# Conversion Kit For 10 Gallon tank?



## raggamuffin415 (May 24, 2016)

Can't seem to find anywhere that sells the screen conversion kits for 10 gallon tanks put vertical and used for arboreals. Anyone know of sites or dealers? I know they're not hard to make but buying em is even easier lol... Plus I'm sure they'll look better then what I can whip up.

Also not totally familiar with the kits, so maybe you all can shed light. If there's a lip on the bottom of the kit, wouldn't it make the base not flush and unbalanced?
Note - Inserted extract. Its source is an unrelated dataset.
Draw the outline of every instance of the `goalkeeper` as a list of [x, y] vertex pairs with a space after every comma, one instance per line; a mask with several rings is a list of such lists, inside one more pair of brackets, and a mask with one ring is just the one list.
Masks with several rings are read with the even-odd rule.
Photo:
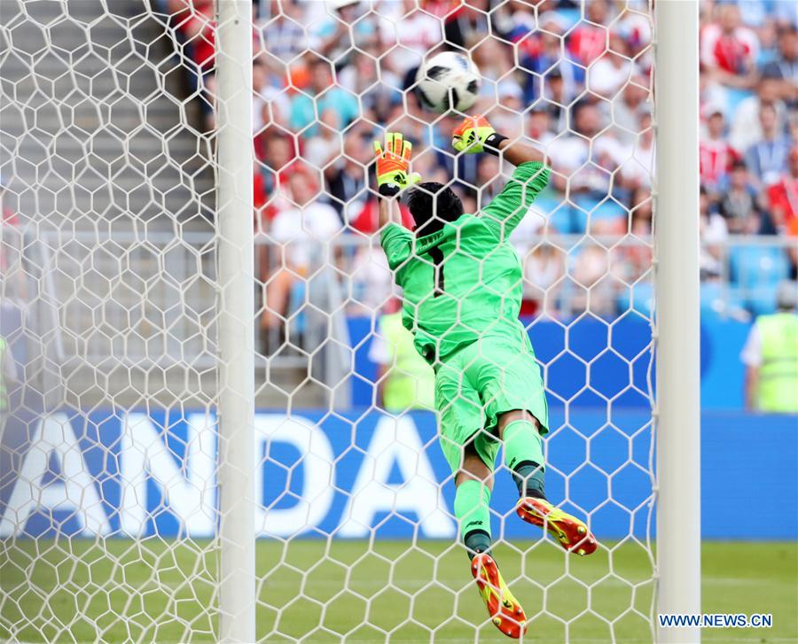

Do you just silicone the kit on or do they clip in somehow?

Thanks all!


----------



## raggamuffin415 (May 25, 2016)

This is what I'm talking about... Just for an arboreal, not fossorial or obligate burrower.

http://arachnoboards.com/threads/endagr8s-robc-esque-fossorial-enclosures.213427/

Reactions: Like 1


----------



## sdsnybny (May 25, 2016)

Try this member he makes them for lots of different size tanks.
http://arachnoboards.com/threads/tca-exotics-acrylic-enclosures.280401/#post-2440888

Reactions: Like 1 | Agree 1


----------



## TarantulasWorld (May 25, 2016)

Ive made them before. Not much of a market for them which is why theyre so hard to find online lol certain 10 gallon tanks differ in sizes from others which is what makes them a pain to make now a days


----------



## raggamuffin415 (May 26, 2016)

Yea I know Isiah at TCA makes em, just wondering if there were any other stores too.

Suprised they aren't more widely available, they look real nice! When I first saw tanks like that I wondered where people bought those tanks... not realizing they're just 10 gallon tanks stood up and with a conversion kit lol.


----------